Still growing today and still in vigorous health, the Tree of El Tule spreads its protective branches over a village churchyard near Oaxaca, some 300 miles southwest of Mexico City.
El Tule's guardians and botanical scientists claim it is 5,000 years or more and its 120-foot circumference is a world record.
This information about the oldest living thing on Earth was taken from statements made from time to time by the Mexican government.
Former publishers of The Southeast Missourian, the late Fred and George Naeter, while on visits to Mexico tried to get saplings of the tree but the U.S. Department of Agriculture forbade their entrance, claiming they might bring a disease with them that would be harmful to American forests.
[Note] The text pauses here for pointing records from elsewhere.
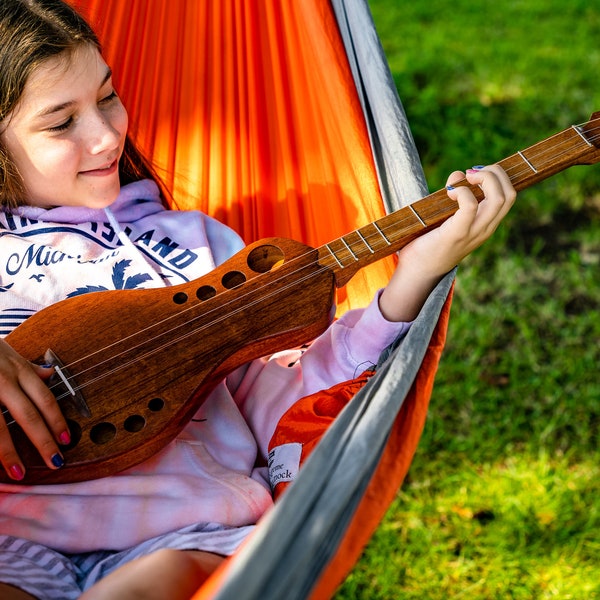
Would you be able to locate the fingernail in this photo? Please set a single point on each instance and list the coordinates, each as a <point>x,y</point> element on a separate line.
<point>16,472</point>
<point>58,461</point>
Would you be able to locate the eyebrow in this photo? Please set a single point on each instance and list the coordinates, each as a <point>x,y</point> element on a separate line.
<point>50,110</point>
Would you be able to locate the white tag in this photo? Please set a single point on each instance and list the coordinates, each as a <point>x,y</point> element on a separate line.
<point>284,463</point>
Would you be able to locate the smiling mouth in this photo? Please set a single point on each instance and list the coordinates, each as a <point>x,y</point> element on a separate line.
<point>103,171</point>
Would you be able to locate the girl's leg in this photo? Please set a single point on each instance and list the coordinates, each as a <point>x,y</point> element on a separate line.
<point>173,574</point>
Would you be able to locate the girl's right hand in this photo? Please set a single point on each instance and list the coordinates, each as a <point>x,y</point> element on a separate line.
<point>32,405</point>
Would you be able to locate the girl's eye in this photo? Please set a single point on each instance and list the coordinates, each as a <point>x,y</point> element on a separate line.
<point>108,98</point>
<point>63,126</point>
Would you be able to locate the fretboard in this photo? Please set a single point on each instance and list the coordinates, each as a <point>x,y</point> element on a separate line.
<point>576,145</point>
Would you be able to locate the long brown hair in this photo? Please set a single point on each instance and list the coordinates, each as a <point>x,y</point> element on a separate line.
<point>31,32</point>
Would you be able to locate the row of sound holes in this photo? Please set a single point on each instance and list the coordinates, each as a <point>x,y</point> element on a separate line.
<point>206,292</point>
<point>104,432</point>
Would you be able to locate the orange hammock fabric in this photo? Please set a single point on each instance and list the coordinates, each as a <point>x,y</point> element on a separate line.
<point>249,111</point>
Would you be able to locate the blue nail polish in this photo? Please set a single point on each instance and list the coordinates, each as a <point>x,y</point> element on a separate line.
<point>58,461</point>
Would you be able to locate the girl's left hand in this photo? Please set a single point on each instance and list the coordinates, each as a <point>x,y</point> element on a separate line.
<point>424,261</point>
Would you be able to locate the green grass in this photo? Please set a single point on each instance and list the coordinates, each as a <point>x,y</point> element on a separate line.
<point>502,500</point>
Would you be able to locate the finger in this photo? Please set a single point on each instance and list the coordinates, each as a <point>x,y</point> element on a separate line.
<point>454,178</point>
<point>497,198</point>
<point>33,386</point>
<point>8,455</point>
<point>26,414</point>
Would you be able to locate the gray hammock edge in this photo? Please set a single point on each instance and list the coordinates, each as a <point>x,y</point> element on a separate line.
<point>295,541</point>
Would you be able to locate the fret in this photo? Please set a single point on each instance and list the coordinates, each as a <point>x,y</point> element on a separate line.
<point>360,235</point>
<point>417,215</point>
<point>381,234</point>
<point>337,260</point>
<point>580,134</point>
<point>527,162</point>
<point>349,249</point>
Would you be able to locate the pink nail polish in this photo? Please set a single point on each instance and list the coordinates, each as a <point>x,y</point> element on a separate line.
<point>16,472</point>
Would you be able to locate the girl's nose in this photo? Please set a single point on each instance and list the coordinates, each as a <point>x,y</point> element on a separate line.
<point>103,135</point>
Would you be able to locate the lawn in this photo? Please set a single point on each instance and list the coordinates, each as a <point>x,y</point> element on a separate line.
<point>503,497</point>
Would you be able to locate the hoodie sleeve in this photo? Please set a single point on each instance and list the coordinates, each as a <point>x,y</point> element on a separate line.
<point>267,387</point>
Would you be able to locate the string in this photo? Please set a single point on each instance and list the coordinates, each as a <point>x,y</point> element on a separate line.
<point>371,240</point>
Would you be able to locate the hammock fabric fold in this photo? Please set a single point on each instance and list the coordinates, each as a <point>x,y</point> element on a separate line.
<point>281,119</point>
<point>250,113</point>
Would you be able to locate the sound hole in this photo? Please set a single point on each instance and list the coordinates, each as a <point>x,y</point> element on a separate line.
<point>102,433</point>
<point>180,298</point>
<point>206,292</point>
<point>134,423</point>
<point>233,279</point>
<point>265,258</point>
<point>156,404</point>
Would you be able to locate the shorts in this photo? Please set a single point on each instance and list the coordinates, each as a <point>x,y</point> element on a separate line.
<point>50,575</point>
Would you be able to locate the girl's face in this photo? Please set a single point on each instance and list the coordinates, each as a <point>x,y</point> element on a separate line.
<point>67,133</point>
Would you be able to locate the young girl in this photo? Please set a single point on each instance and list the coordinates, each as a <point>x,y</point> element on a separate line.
<point>73,188</point>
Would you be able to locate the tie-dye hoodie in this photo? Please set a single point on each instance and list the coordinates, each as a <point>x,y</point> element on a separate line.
<point>209,473</point>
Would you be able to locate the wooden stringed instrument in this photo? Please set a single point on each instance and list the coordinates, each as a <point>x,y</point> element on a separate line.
<point>133,366</point>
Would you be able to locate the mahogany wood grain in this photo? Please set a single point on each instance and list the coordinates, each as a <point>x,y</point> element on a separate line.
<point>144,360</point>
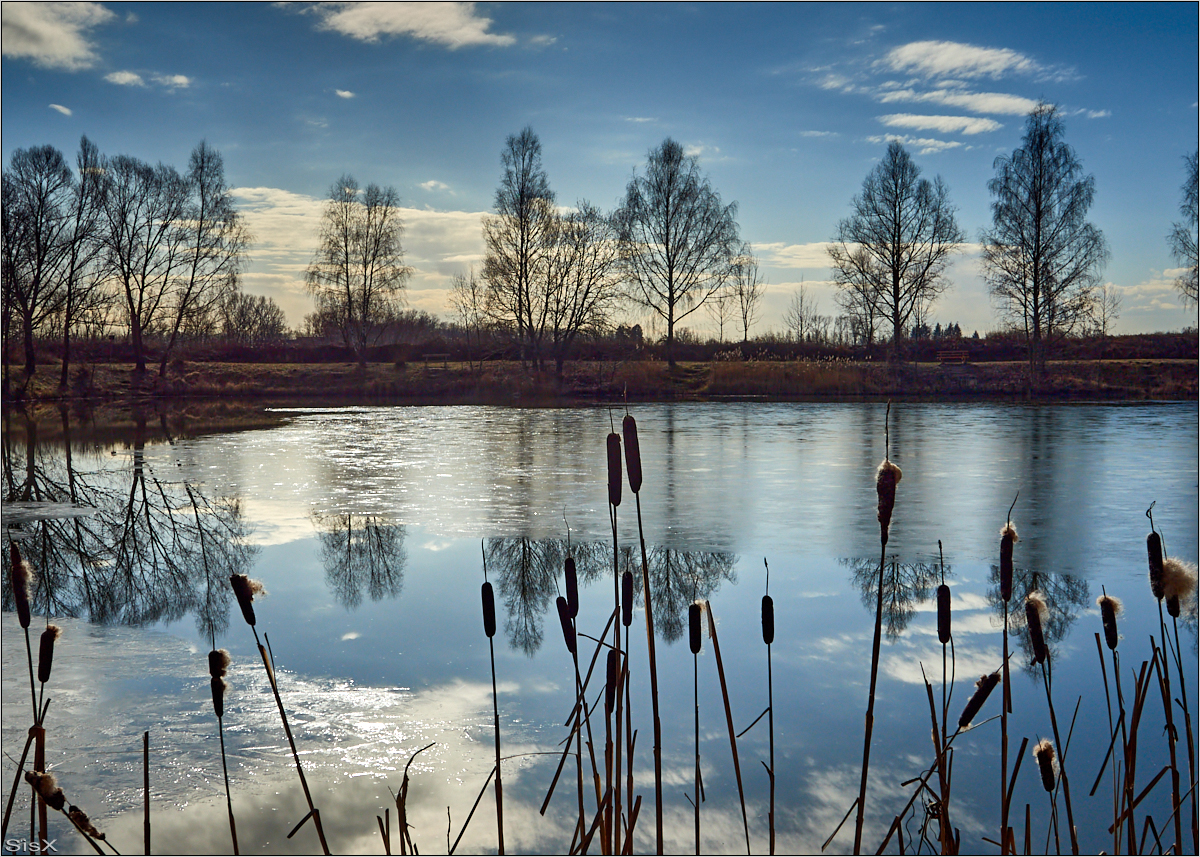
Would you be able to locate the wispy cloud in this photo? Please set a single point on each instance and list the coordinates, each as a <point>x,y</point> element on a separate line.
<point>935,59</point>
<point>966,125</point>
<point>924,145</point>
<point>451,24</point>
<point>125,79</point>
<point>977,102</point>
<point>53,35</point>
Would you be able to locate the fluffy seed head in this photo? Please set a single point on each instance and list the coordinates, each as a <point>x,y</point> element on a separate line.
<point>1047,763</point>
<point>983,688</point>
<point>886,478</point>
<point>1035,610</point>
<point>1155,557</point>
<point>21,575</point>
<point>1110,609</point>
<point>46,652</point>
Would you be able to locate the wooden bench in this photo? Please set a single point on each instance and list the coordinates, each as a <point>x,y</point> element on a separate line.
<point>953,357</point>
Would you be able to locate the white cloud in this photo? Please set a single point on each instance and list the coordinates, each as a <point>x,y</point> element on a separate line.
<point>53,35</point>
<point>966,125</point>
<point>924,145</point>
<point>125,79</point>
<point>453,24</point>
<point>173,81</point>
<point>976,102</point>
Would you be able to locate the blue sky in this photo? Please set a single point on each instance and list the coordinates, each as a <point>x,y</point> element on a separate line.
<point>789,107</point>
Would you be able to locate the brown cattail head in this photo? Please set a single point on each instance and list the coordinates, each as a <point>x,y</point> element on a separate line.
<point>1155,555</point>
<point>1047,763</point>
<point>83,822</point>
<point>610,690</point>
<point>1007,539</point>
<point>47,789</point>
<point>983,688</point>
<point>1110,607</point>
<point>1035,609</point>
<point>886,478</point>
<point>46,652</point>
<point>943,613</point>
<point>573,588</point>
<point>564,619</point>
<point>21,575</point>
<point>489,610</point>
<point>694,634</point>
<point>633,453</point>
<point>1179,583</point>
<point>219,688</point>
<point>245,589</point>
<point>615,468</point>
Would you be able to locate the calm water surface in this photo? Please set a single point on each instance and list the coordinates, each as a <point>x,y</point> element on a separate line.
<point>370,528</point>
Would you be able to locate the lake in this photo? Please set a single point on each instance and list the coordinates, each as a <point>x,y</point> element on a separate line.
<point>370,529</point>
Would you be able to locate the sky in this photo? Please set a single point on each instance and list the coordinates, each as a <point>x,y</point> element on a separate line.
<point>787,106</point>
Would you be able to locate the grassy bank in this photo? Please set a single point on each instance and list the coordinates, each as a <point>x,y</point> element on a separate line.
<point>509,382</point>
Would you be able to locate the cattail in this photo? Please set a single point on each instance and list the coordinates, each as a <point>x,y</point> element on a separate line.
<point>47,787</point>
<point>983,688</point>
<point>83,822</point>
<point>219,688</point>
<point>615,468</point>
<point>245,589</point>
<point>1007,539</point>
<point>46,652</point>
<point>1179,583</point>
<point>610,691</point>
<point>886,478</point>
<point>1110,607</point>
<point>1047,763</point>
<point>564,619</point>
<point>489,610</point>
<point>573,588</point>
<point>633,453</point>
<point>1155,555</point>
<point>21,574</point>
<point>694,627</point>
<point>1035,606</point>
<point>943,613</point>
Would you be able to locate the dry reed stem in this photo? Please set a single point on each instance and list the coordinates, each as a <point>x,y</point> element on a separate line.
<point>729,718</point>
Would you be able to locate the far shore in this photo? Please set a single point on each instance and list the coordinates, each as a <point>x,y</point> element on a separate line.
<point>504,382</point>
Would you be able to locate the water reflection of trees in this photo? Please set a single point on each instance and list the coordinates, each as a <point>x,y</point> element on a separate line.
<point>905,586</point>
<point>361,552</point>
<point>1065,594</point>
<point>527,573</point>
<point>150,550</point>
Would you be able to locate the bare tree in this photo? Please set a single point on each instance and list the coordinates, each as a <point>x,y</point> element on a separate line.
<point>891,255</point>
<point>748,288</point>
<point>1183,237</point>
<point>358,274</point>
<point>519,238</point>
<point>143,247</point>
<point>215,240</point>
<point>1042,258</point>
<point>678,240</point>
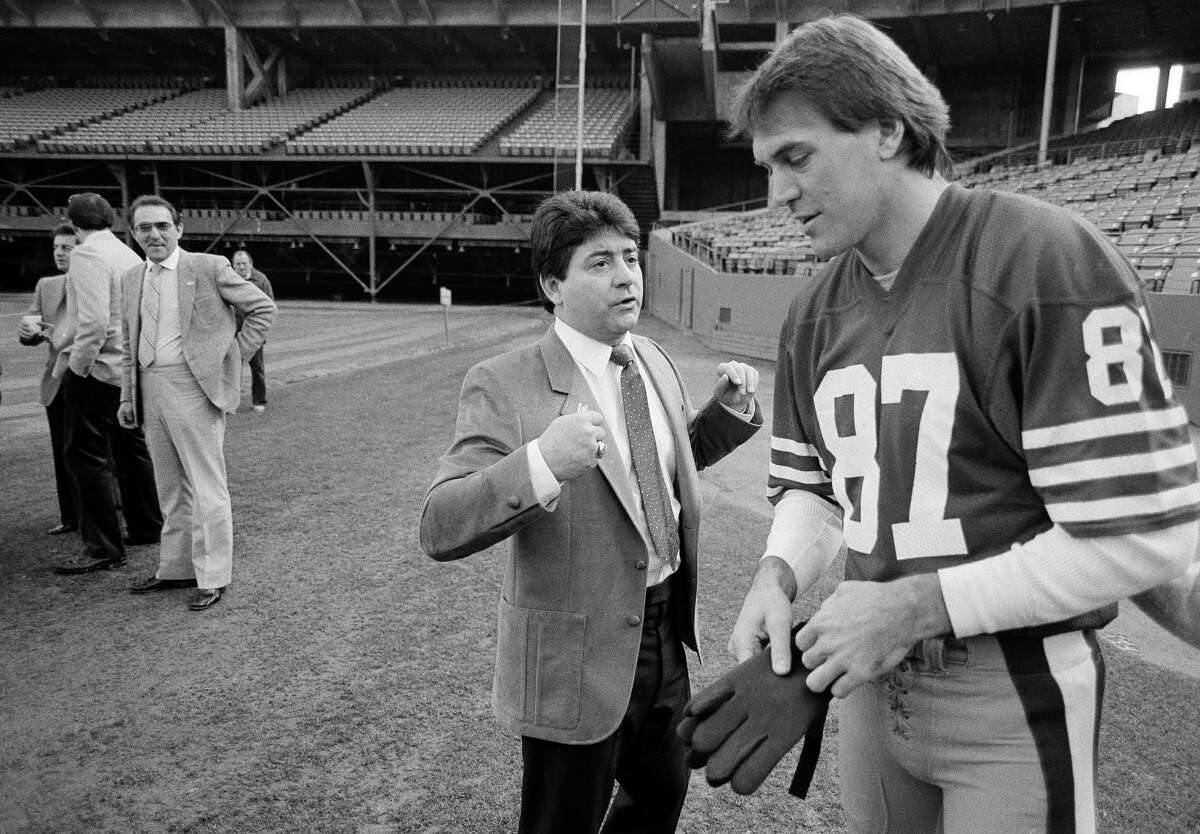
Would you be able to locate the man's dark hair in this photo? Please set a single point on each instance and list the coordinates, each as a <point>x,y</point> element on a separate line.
<point>153,199</point>
<point>563,222</point>
<point>851,73</point>
<point>89,213</point>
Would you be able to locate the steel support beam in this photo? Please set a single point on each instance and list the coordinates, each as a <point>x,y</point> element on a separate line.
<point>195,9</point>
<point>373,274</point>
<point>1048,89</point>
<point>227,17</point>
<point>22,10</point>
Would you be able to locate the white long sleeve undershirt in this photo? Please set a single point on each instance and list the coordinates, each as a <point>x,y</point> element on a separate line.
<point>1051,577</point>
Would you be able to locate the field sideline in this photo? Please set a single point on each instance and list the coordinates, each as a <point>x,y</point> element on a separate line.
<point>343,683</point>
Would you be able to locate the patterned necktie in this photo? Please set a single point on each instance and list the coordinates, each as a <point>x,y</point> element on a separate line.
<point>655,501</point>
<point>150,297</point>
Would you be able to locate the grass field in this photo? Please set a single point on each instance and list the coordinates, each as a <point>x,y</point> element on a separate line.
<point>343,683</point>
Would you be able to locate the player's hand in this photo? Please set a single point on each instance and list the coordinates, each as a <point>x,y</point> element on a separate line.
<point>766,616</point>
<point>570,442</point>
<point>864,629</point>
<point>125,415</point>
<point>736,385</point>
<point>29,333</point>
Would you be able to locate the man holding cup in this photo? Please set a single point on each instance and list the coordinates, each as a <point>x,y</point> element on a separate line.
<point>46,312</point>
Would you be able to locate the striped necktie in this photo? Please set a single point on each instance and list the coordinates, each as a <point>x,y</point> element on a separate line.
<point>655,499</point>
<point>150,298</point>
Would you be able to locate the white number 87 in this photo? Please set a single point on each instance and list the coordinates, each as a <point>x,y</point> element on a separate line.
<point>1125,352</point>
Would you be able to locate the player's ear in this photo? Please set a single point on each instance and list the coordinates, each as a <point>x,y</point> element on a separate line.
<point>891,137</point>
<point>551,285</point>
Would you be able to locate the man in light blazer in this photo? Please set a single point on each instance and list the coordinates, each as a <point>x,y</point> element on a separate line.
<point>599,597</point>
<point>49,307</point>
<point>89,366</point>
<point>180,377</point>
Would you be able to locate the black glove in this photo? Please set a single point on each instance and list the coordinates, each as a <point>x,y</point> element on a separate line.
<point>749,719</point>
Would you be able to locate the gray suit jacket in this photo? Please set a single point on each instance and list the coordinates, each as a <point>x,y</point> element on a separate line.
<point>90,339</point>
<point>49,303</point>
<point>574,587</point>
<point>214,349</point>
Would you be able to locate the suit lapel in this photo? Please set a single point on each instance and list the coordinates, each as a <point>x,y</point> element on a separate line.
<point>565,378</point>
<point>133,305</point>
<point>185,286</point>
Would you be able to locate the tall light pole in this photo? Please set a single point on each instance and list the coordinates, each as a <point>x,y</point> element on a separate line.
<point>579,109</point>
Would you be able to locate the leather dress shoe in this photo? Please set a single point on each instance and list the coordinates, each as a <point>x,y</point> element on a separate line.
<point>154,583</point>
<point>205,598</point>
<point>87,564</point>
The Naeter brothers then were able to obtain this tree and two others form a nursery man in Brownsville, Texas. When this tree was planted in the park, they had a heavy wire surrounding it for several years to protect it from being damaged.
This member of the cypress family is deciduous and looses its lacy foliage each year. An unusual specimen, this tree attracts much attention form nature lovers.
The Present Missourian publisher, Gary Rust, erected a marker that states, "Montezuma Cypress from Santa Maria El Tule, Mexico. Donated by Mr. Fred and Mr. George Naeter, founders and publishers of The Southeast Missourian."